On March 31, 2017, the United States Civilian Board of Contract Appeals (CBCA) dismissed a contractor’s claims against the Department of Veterans Affairs (VA) for a lack of jurisdiction, stating that the contractor should have secured a final decision from the General Services Administration (GSA) prior to filing its claim. According to the CBCA, since the dispute was over the terms of a GSA Schedule contract and not over contract performance, proper procedures call for a decision from the GSA Schedule contracting officer before the CBCA can weigh in on the dispute.
The dispute arises out of a VA task order issued to appellant Consultis of San Antonio, Inc. (Consultis), on October 1, 2013, under a Federal Supply Schedule (FSS) contract with the GSA. Under the task order, Consultis agreed to perform information technology services, supplying personnel, management, administrative support, and technical services in accordance with the statement of work.
During performance, the Department of Labor (DOL) conducted an investigation into the applicability of the Service Contract Labor Standards (SCLS) to the contract, following an employee’s inquiry into the wage rates paid to contractor personnel. DOL uncovered that, while the Service Contract Act (SCA) was incorporated into the original GSA contract, wage determinations were not. After completing the investigation, DOL requested that the VA and GSA incorporate the wage determinations into the task order but both refused, stripping DOL of enforcement authority against the contract.

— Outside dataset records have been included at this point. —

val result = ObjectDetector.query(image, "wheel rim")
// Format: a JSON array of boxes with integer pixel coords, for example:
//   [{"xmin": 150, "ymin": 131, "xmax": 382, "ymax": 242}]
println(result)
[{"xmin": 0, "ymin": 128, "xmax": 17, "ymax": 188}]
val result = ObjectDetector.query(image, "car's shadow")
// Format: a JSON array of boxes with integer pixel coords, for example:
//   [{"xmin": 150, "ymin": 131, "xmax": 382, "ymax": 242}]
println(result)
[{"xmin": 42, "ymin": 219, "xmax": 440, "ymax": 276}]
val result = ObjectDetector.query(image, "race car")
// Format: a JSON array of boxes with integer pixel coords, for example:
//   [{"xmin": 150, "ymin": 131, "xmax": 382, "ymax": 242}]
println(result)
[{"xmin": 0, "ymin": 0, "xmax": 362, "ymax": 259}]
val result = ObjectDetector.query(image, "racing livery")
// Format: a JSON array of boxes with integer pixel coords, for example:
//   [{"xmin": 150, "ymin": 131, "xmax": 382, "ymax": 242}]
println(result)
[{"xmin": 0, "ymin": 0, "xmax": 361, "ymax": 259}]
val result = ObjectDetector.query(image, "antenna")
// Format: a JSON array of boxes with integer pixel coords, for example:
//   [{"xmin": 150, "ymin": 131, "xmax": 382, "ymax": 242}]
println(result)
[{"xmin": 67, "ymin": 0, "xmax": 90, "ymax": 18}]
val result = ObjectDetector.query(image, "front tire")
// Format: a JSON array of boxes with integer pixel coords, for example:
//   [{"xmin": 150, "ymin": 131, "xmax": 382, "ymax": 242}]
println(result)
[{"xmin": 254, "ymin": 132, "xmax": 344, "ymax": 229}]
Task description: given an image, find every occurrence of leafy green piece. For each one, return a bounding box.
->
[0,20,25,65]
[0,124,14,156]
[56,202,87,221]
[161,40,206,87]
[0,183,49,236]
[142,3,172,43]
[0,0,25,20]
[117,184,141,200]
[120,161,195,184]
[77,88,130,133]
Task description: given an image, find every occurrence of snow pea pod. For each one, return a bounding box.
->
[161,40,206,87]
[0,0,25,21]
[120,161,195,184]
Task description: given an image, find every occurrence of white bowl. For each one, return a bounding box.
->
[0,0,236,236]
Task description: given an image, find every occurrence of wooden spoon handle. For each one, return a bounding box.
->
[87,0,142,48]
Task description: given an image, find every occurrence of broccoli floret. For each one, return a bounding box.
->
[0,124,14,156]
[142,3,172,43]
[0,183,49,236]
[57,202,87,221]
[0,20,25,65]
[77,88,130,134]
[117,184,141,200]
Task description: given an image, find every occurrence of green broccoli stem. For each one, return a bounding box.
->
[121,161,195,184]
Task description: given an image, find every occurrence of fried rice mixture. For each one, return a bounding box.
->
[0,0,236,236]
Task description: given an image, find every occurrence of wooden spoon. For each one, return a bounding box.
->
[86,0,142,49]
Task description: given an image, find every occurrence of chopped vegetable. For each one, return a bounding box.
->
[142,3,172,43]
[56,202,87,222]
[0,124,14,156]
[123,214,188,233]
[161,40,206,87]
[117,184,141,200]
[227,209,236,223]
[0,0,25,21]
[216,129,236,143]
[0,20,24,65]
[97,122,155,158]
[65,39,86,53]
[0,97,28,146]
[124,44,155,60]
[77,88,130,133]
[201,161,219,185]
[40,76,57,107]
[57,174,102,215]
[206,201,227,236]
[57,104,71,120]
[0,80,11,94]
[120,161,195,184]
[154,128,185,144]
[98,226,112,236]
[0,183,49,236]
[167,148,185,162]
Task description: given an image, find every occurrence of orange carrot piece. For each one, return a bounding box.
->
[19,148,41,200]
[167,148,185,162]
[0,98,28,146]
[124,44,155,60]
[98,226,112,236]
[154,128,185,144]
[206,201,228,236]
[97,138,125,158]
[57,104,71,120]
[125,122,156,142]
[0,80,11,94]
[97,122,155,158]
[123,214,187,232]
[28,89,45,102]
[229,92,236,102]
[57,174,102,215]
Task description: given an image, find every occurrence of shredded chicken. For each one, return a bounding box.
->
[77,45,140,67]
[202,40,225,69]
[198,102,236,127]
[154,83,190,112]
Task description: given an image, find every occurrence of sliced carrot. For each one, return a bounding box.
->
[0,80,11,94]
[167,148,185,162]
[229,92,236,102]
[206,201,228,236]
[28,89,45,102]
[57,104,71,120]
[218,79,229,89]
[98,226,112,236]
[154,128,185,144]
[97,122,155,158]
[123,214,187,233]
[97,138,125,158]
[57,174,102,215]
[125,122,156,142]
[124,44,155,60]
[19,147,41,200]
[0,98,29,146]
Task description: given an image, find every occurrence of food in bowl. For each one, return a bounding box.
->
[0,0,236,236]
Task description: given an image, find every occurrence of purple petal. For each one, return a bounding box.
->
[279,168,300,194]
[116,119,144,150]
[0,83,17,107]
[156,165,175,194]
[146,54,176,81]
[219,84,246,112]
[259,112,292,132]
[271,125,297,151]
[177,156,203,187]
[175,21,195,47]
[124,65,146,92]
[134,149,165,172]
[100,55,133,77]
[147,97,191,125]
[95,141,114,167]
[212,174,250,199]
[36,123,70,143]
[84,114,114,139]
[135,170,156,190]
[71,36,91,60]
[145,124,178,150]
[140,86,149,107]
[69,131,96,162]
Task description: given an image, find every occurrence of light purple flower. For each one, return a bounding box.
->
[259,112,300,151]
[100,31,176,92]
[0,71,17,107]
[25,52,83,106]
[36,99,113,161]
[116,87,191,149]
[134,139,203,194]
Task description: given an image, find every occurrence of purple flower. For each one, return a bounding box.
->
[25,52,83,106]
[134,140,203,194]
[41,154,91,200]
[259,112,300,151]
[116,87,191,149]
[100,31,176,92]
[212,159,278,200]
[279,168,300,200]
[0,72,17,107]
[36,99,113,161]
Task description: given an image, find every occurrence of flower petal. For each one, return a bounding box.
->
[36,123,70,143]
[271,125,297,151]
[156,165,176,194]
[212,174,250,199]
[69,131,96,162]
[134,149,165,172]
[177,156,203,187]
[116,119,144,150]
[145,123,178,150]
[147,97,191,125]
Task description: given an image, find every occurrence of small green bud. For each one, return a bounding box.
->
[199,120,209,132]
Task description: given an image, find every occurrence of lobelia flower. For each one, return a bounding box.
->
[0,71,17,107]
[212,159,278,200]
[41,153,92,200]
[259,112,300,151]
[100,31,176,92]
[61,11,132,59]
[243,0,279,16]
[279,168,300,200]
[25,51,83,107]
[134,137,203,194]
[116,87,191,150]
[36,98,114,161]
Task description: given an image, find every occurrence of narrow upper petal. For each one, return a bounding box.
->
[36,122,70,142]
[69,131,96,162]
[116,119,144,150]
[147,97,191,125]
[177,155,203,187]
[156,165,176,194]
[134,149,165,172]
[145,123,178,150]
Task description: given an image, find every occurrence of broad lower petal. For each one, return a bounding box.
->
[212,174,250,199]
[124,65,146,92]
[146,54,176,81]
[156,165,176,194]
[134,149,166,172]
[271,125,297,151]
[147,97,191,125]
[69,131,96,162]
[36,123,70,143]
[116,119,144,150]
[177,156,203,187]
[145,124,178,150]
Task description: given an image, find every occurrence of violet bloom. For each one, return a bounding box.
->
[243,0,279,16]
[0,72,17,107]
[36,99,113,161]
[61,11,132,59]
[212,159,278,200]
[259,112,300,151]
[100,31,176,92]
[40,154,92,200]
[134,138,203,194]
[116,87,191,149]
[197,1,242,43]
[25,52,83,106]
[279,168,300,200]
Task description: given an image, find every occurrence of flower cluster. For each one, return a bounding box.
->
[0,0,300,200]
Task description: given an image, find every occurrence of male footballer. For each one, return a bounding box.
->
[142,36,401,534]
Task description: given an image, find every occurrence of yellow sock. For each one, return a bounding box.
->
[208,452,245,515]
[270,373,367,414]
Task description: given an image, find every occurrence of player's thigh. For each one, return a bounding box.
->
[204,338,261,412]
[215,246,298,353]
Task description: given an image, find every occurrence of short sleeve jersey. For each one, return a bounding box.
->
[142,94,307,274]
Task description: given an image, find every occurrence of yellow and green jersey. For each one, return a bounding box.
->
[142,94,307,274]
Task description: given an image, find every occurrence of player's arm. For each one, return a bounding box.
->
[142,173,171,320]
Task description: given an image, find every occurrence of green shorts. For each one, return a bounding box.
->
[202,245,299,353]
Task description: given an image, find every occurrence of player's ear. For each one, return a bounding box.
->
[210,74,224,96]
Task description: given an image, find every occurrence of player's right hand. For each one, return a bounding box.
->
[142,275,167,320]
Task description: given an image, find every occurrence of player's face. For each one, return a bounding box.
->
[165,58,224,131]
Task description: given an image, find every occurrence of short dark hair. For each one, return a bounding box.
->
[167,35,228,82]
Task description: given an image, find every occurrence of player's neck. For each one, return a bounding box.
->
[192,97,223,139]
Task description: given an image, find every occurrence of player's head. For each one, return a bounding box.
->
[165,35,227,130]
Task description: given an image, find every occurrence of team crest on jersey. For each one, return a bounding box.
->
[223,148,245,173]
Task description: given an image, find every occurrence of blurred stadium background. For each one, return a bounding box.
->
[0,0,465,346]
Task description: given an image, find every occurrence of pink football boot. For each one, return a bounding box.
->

It wasn’t until March 10, 2016, that the VA issued a unilateral modification to the task order, incorporating the wage determinations suggested by DOL and giving Consultis 30 days to request a wage adjustment based on the modification. In response to Consultis’ request for supplemental payment for the increased wages, on June 7, 2016, the VA contracting officer issued a final decision denying the request, arguing that compliance with the SCLS was the contractor’s sole responsibility.
On September 1, 2016, Consultis filed a timely appeal of the VA’s denial with the CBCA, requesting declaratory relief relating to the application of the SCLS to the task order. Under the Contract Disputes Act, the CBCA has jurisdiction over contract disputes following a final decision from the contracting officer or a deemed denial. While the VA contracting officer’s denial is a final decision from the contracting officer, the CBCA dismissed the appeal, stating that the dispute was meant for the review of the GSA contracting officer rather than the VA contracting officer.
In reaching its decision, the CBCA separated the contract into two separate categories – contract performance and interpretation of the terms and conditions of the contract. According to the CBCA, the VA is in charge of the ordering activity; therefore, any issues relating to performance should be decided by the VA contracting officer. Conversely, any disputes relating to the terms and conditions of the contract require a decision from the GSA contracting officer.
Relying on the Federal Circuit decision in Sharp Electronics Corp. v. McHugh, the CBCA highlighted that resolving disputes relating to the terms and conditions of a schedule contract is within the jurisdiction of the schedule contracting officer – in this case the GSA. Though the wage determinations were applicable to the task order, the CBCA reasoned that the issue was still within GSA’s jurisdiction because resolving the disagreement required examining the terms of the schedule contract. The CBCA held that the dispute revolves around whether the parties waived SCLS compliance, and whether the VA modification was a new contract term or whether it expressly codified existing contract terms. As such, the CBCA found that the dispute is, at the very least, both an issue of contract performance and contract interpretation – which would require decisions from both the VA contracting officer and the GSA contracting officer.
Ultimately, the decision demonstrates how the CBCA distinguishes contract performance disputes from contract interpretation disputes. Prior to filing a claim with the CBCA, contractors should confirm that they have received a final decision from the appropriate contracting officer. As illustrated in this case, where the line between performance and interpretation is blurred, the contractor is better off securing decisions from both the activity contracting officer and the scheduling contracting officer.